Nessa lei atual, quando se imagina que, neste momento ou naquele, a lei se refere ao mundo dos
fatos físicos familiar a qualquer pessoa, muita vez
alguém de formação jurídica suscita problemas até
então inimagináveis, que somente passam pela cabeça de advogados, jurisconsultos ou, ao menos,
bacharéis com gosto especulativo.
Para ilustrar, a quem ocorreria imaginar, senão a profissionais do direito, que possa existir uma
verdade jurídica – aquilo que os autos do processo
documentam – diferente da verdade real, que foi o
que de fato aconteceu, e que é a única presente à
idéia de todas as pessoas não afetadas pelo necessário artificialismo do direito? Pois isso está na base
do direito, e de tão banal não chama nenhuma atenção...
III - Passando ao mundo das licitações, alguém
porventura imaginaria que o “remanescente de obra,
serviço ou fornecimento”, referido no inc. XI, do
art. 24, da lei nacional de licitações, seja ou possa
ser algo diferente de uma sobra ainda por fazer de
algum contrato interrompido, ou seja, a parte do
objeto que deixou de ser realizada, e por isso
remanesceu daquele contrato? Poderia ser algo diferente disso, que qualquer pessoa compreende perfeitamente o que seja?
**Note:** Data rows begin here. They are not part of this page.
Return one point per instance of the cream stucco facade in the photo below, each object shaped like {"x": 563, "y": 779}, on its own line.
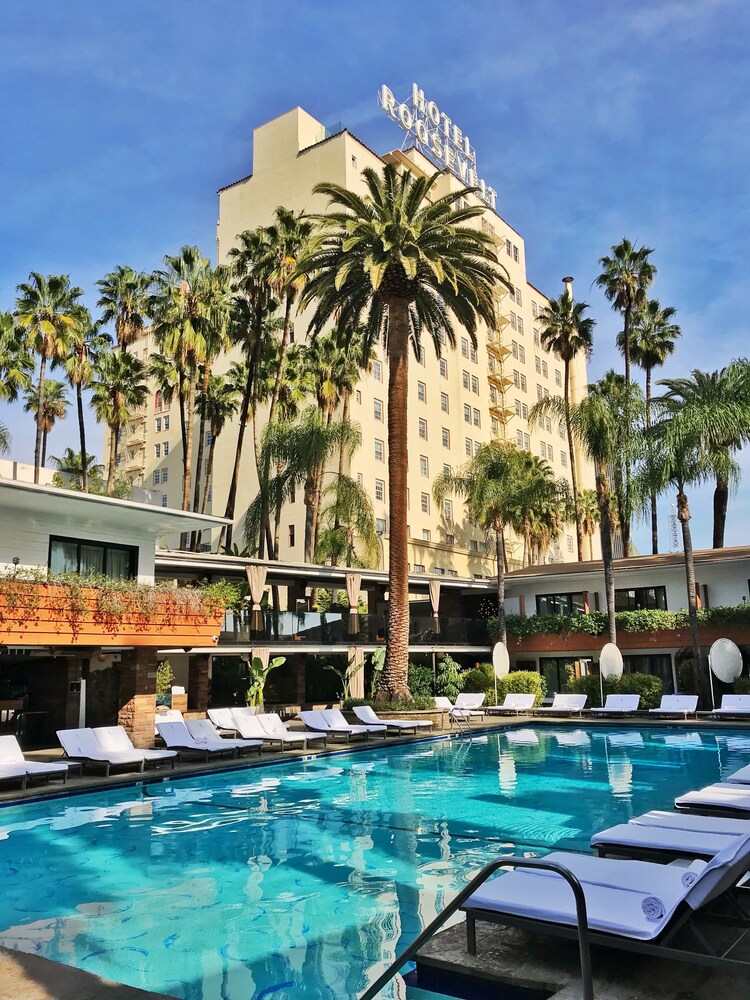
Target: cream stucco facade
{"x": 456, "y": 403}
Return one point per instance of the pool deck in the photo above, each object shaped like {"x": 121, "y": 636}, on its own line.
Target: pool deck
{"x": 94, "y": 780}
{"x": 512, "y": 957}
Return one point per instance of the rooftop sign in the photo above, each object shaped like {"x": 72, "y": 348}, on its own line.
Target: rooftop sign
{"x": 438, "y": 137}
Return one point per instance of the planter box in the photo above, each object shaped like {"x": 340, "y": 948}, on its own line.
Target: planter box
{"x": 43, "y": 614}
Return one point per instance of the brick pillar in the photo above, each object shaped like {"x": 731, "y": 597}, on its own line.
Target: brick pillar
{"x": 198, "y": 683}
{"x": 138, "y": 695}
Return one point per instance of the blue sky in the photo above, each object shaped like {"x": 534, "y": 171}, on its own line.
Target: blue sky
{"x": 592, "y": 121}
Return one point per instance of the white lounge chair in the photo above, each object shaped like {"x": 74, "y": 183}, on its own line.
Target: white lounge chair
{"x": 632, "y": 905}
{"x": 724, "y": 798}
{"x": 177, "y": 737}
{"x": 565, "y": 704}
{"x": 669, "y": 835}
{"x": 515, "y": 703}
{"x": 115, "y": 738}
{"x": 367, "y": 715}
{"x": 12, "y": 760}
{"x": 167, "y": 715}
{"x": 470, "y": 703}
{"x": 676, "y": 706}
{"x": 733, "y": 706}
{"x": 334, "y": 717}
{"x": 619, "y": 704}
{"x": 82, "y": 744}
{"x": 204, "y": 731}
{"x": 277, "y": 731}
{"x": 317, "y": 723}
{"x": 223, "y": 720}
Parece que sim. Se introduzirmos um raciocínio jurídico nesta questão que de outro modo é de
uma materialidade infantil, teremos a possível figura do remanescente jurídico de um contrato de execução inacabada, algo seguramente diferente de um
remanescente físico de obra. Pode algo assim existir, mesmo no mundo do direito que permite fantasiar e devanear sem qualquer limitação objetiva?
1
Com efeito, tenham todos certeza de que, se o mundo já é
este imenso vale de lágrimas em que vivemos mesmo em
existindo o direito, então, se esse último desaparecer o primeiro resultará imensamente pior.